Kala semua penumpang menikmati makan siang. Di sebuah rumah makan paling fenomenal dengan masakan khas  Barat Selatan Aceh. Kebetulan, kali ini semua penumpang duduk di meja panjang. Sehingga semua berkumpul menikmati makanan yang diambil sendiri di depan.
Aku memilih ikan sambal dan sayur asam. Di sampingku ada yang memilih kerang lado, cumi tumis asam. Kami sesama penumpang menjadi semakin akrab. Akhirnya, sopir juga bergabung ke meja panjang yang biasa dipilih oleh rombongan keluarga.
"Adek sering berpergian sendirian?" tanya Ibu bermata sipit itu. Beliau duduk di sampingku dengan suaminya.
"Iya, Bu," sahutku sekenanya sembari memamerkan senyum terbaik.
"Tidak takut bepergian sendiri-sendiri, Dek?" dia menoleh sembilan puluh derajat kepadaku.
"Tidak, Bu.
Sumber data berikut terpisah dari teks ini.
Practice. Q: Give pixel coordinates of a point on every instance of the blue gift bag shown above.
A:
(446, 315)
Kebetulan saya sudah langganan sama travel 'bersaudara' ini," jawabku lagi.
"Oh begitu, memangnya orang tuanya tidak khawatir anak gadis pulang pergi sendirian?" pertanyaannya membuatku merasa tidak nyaman. Aku masih terdiam.
"Apalagi adek duduk di depan dekat sopir! Sopir itu kadang-kadang nakal, Dek!" serunya tiba-tiba sambil melihat kiri-kanan.
Aku tersenyum kecut, "Tidak, Bu. Sopir di dua saudara terkenal baik-baik. Mereka tidak macam-macam sama penumpang. Saya bahkan sudah setahun ini berlangganan di travel ini.Â
Apalagi mereka selalu berhenti setiap masuk waktu salat. Obrolan mereka juga sopan-sopan!" aku sedikit membela diri dan para sopir. Memang bukan hal yang asing. Kalau sopir sering dianggap nakal dengan penumpang perempuan, apalagi anak gadis sepertiku.
"Memangnya adek kenapa pulang pergi!" tanya Perempuan yang mengenakan baju merah jambu dengan penutup kepala warna senada. Pakaiannya cukup menunjukkan seorang muslimah.